"Yes, yes, very plausible—to say, of course. I see she's talked you over. She did me. I was ready to pull the moon down for her footstool that first night she came to me. I'm ready to do it now—when I'm with her. But away from her, with a chance to think,—it really is absurd, you know, when you come right down to it. Here are Burke and his father, my good friends, hunting the country over for Burke's wife and child. And here am I, harboring her and abetting her, and never opening my head. Really, it's the sort of thing that you'd say—er—couldn't happen, you know."
"But it is happening; and so far as their finding her is concerned, you said yourself, long ago, that it was the safest hiding-place in the world, for they'd never think of looking in it. They've never been in the habit of coming here, and their friends don't know us. As for the servants, and the few of my friends who see her, she's merely Mrs. Darling. That's all. Besides, you're entirely leaving out of consideration Helen's own attitude in the matter. I haven't a doubt but that, if you did tell, she'd at least attempt to carry out her crazy threats of flight and oblivion. Really, Frank, so far as being a friend is concerned, you're being the truest friend, both to Burke and his father, and to Helen, by keeping her and protecting her from herself and others—to say nothing of the real help I hope I'm being to her."

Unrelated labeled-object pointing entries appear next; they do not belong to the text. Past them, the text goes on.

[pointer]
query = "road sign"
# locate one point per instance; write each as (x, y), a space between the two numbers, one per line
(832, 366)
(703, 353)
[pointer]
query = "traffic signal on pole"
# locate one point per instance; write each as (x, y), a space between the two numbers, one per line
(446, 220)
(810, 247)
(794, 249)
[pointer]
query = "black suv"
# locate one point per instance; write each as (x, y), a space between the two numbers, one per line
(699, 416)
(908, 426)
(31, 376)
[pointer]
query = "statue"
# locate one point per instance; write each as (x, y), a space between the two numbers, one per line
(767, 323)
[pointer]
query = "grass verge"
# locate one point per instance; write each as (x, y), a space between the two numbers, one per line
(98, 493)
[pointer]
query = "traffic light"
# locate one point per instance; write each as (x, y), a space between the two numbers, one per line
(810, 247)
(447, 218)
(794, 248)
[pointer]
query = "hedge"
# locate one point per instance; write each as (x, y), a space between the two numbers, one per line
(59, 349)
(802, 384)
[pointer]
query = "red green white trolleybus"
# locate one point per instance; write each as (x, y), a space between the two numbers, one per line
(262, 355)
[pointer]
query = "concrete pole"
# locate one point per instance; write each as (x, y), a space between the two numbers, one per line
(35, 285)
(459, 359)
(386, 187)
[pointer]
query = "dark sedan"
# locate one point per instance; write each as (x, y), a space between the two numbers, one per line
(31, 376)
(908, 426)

"I know, I know," sighed the man, thrusting his hands into his pockets, and scowling at the toe of his shoe. "You 're a brick, Edith! It's been simply marvelous to me—the way you've taken hold. Even that first awful Sunday morning last July, when I showed you what I'd brought you, didn't quite bowl you over."
"It did almost," laughed Edith; "especially when she blurted out that alarming speech, after you'd told me who she was."
"What did she say? I don't remember."
"She said, tragically, frenziedly: 'Oh, Mrs. Thayer, you will help me, won't you?—to be swell and grand and know things, so's Burke won't be ashamed of me. And if you can't make me so, you will Baby, won't you? I'll do anything—everything you say. Oh, please say you will. I know you're Burke's kind of folks, just to look at you, and at this—the house, and all these swell fixings! You will, won't you? Oh, please say you will!'"
"Gorry! Did she say that—all that?"
"Every bit of it—and more, that I can't remember. You see, I couldn't say anything—not anything, for a minute. And the more she said, the less I could say. Probably she saw something of the horror and dismay in my face, and that's what made her so frenzied in her appeal."
"No wonder you were struck dumb at her nerve and at mine in asking you to take her in," laughed the doctor softly.
"Oh, but 'twas for only a minute. I capitulated at once, first because of the baby—she was such a dear!—then because of the mother's love for it. I thought I'd seen devotion, Frank, but never have I seen it like hers."